Definition
Purification bench usually refers to an air purification equipment that provides a local dust-free and sterile operating environment. Its core function is to form a space within the operating area with a higher cleanliness level relative to the external environment through a specific airflow organization and filtration system to meet the strict cleanliness requirements of experimental samples or operating processes. It is a common form of vertical flow or horizontal flow clean bench, which is widely used in various experiments and production links where particulate or microbial contamination needs to be avoided.
Principle
The basic operating principle of the purification bench is based on aerodynamics and efficient filtration technology. The internal fan of the equipment draws in ambient air, and after pre-filtration by the primary filter, it is pressed into the hydrostatic chamber by the fan and finally filtered through the high-efficiency air filter. Filtered clean air passes through the operating area at a uniform cross-sectional wind speed (e.g. vertically downward or horizontally oriented) to create a stable one-way flow (laminar flow). This airflow is able to carry out the particles generated in the operating area and expel them through exhaust vents or by exchanging with external air, thus maintaining a high level of cleanliness in the operating area.
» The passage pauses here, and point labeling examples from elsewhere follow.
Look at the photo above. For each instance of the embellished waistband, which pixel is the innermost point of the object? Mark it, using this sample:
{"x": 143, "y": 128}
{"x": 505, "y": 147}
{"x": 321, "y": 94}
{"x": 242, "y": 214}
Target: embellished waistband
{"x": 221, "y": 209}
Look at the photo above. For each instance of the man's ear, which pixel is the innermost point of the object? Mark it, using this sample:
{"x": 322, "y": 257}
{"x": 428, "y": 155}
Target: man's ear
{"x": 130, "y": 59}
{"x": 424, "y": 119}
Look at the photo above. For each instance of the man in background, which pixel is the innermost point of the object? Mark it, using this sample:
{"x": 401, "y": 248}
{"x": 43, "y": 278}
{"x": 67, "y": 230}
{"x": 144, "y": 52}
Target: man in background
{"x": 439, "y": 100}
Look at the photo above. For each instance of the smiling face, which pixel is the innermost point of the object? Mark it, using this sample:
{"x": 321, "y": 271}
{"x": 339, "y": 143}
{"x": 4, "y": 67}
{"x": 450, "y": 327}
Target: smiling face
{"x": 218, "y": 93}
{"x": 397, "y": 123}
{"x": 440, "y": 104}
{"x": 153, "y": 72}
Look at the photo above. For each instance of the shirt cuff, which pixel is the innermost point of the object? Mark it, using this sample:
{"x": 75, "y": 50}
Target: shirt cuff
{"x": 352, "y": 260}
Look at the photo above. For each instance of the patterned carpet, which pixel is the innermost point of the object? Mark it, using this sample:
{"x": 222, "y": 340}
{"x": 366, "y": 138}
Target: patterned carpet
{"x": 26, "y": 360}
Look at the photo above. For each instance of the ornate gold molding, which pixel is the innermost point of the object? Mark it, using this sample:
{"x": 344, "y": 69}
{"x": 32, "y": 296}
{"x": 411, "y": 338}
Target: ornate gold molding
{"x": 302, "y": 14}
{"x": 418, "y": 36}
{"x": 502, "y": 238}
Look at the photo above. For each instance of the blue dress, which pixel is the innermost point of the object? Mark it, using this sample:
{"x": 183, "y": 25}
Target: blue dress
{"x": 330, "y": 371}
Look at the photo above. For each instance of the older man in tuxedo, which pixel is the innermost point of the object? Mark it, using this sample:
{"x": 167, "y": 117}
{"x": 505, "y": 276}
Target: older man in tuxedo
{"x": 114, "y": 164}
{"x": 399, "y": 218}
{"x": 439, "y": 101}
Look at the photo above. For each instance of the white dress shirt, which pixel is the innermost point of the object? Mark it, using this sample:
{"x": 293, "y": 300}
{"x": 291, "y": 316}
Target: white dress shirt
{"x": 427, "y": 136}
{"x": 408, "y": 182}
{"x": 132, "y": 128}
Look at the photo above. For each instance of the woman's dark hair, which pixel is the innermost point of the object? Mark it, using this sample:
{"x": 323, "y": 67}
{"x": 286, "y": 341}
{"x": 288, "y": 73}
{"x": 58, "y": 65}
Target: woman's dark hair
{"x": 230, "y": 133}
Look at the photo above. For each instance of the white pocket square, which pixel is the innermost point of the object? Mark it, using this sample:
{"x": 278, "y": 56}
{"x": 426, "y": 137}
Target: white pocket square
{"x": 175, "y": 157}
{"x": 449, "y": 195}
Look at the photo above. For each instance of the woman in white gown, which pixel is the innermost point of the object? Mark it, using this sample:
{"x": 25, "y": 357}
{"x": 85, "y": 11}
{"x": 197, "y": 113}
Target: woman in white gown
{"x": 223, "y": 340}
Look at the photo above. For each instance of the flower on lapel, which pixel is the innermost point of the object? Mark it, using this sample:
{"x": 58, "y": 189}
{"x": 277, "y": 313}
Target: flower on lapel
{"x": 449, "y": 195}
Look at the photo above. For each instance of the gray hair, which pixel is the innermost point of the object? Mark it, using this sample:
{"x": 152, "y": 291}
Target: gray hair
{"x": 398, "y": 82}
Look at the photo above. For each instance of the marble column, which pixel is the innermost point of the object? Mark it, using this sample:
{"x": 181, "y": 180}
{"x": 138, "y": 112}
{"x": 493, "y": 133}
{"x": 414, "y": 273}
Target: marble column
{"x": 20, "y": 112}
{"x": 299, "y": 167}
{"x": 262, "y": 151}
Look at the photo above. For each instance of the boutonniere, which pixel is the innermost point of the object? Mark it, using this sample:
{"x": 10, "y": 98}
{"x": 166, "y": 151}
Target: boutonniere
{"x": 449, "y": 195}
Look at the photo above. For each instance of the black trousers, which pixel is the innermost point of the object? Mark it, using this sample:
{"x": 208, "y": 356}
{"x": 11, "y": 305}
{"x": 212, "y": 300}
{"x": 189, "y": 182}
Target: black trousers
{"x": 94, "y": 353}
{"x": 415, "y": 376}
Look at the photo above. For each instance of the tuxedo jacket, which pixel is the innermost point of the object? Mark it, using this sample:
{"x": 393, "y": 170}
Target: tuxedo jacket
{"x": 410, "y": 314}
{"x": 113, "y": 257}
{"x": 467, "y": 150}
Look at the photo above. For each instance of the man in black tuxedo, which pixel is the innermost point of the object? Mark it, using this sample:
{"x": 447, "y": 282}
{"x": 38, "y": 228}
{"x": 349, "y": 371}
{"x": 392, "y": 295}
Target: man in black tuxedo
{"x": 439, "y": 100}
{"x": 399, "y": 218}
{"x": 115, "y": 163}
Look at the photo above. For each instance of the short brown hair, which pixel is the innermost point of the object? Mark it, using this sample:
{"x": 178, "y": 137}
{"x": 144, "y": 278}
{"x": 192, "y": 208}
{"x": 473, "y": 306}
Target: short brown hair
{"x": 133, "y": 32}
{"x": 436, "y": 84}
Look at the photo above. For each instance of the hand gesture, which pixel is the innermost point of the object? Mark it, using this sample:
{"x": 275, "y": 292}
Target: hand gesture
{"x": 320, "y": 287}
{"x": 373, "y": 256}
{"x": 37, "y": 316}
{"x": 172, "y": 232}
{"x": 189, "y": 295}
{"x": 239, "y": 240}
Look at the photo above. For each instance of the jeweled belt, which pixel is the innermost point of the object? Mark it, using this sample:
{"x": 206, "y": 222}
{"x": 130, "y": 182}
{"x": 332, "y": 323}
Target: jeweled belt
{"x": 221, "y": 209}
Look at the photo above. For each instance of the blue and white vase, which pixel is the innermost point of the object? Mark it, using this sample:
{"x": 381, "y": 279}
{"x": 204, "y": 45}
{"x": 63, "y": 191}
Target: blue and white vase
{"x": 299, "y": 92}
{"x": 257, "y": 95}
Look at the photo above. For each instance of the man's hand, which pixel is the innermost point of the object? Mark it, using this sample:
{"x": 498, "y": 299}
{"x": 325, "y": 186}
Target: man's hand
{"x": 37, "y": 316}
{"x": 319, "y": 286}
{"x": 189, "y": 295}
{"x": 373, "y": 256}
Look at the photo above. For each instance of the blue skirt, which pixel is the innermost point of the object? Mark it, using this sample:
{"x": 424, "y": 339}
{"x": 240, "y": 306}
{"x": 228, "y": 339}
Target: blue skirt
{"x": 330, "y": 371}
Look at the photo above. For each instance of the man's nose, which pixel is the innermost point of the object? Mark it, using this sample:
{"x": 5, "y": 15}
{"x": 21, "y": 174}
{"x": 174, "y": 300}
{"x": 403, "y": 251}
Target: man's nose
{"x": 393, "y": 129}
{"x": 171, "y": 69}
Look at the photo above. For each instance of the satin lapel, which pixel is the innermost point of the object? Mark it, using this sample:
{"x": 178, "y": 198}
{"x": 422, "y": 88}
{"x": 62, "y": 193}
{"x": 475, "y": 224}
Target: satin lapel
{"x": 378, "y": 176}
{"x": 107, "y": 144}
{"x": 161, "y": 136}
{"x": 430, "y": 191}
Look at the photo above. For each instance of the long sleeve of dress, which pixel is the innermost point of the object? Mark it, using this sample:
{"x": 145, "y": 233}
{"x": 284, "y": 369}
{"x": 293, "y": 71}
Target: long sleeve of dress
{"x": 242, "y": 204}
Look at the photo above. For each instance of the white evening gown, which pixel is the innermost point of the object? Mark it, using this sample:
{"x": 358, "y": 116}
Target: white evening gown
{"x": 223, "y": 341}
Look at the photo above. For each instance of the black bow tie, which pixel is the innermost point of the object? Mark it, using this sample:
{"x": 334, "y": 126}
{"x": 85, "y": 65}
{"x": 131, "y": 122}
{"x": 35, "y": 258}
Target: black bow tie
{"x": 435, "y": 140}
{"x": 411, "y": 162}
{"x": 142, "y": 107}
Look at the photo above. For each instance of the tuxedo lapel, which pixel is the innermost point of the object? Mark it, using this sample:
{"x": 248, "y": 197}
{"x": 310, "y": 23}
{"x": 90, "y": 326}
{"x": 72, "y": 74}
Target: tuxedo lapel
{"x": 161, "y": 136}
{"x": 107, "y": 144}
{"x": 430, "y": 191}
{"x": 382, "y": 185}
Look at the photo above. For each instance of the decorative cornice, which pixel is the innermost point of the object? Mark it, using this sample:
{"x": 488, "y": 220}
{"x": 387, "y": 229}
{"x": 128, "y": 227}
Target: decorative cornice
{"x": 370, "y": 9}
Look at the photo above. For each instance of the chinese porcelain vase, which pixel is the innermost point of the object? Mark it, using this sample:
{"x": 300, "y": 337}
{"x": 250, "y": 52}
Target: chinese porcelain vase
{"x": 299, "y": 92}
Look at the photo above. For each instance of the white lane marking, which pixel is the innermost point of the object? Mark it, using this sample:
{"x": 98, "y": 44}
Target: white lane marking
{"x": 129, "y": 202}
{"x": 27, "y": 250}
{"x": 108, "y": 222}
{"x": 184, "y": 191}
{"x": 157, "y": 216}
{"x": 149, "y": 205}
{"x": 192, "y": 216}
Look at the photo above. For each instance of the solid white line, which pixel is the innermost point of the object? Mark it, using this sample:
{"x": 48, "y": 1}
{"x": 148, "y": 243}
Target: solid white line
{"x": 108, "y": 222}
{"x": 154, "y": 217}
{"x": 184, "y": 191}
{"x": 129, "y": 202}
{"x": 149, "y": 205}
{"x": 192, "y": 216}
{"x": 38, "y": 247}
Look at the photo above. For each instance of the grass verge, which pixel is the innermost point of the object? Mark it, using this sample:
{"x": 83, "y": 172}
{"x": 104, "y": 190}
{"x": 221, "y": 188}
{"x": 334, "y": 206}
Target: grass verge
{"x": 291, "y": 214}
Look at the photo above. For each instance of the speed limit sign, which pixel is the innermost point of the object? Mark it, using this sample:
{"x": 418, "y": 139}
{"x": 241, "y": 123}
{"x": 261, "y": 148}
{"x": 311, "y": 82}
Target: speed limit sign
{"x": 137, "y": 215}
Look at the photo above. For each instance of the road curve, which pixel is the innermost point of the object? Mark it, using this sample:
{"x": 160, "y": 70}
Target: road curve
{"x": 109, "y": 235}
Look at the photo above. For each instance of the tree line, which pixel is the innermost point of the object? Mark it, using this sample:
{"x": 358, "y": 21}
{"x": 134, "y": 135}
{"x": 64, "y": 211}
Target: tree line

The airflow mode can be mainly divided into two designs: vertical flow and horizontal flow.
Main technical parameters and measurement methods
Key technical parameters to evaluate the performance of a purification bench include cleanliness, airflow velocity, noise, vibration, and filter integrity. The measurement of these parameters requires reference to relevant domestic and foreign standards, such as the Chinese national standard GB/T 16292-2010, the US federal standard FS 209E, or the relevant parts of the ISO 14644 series of standards of the International Organization for Standardization.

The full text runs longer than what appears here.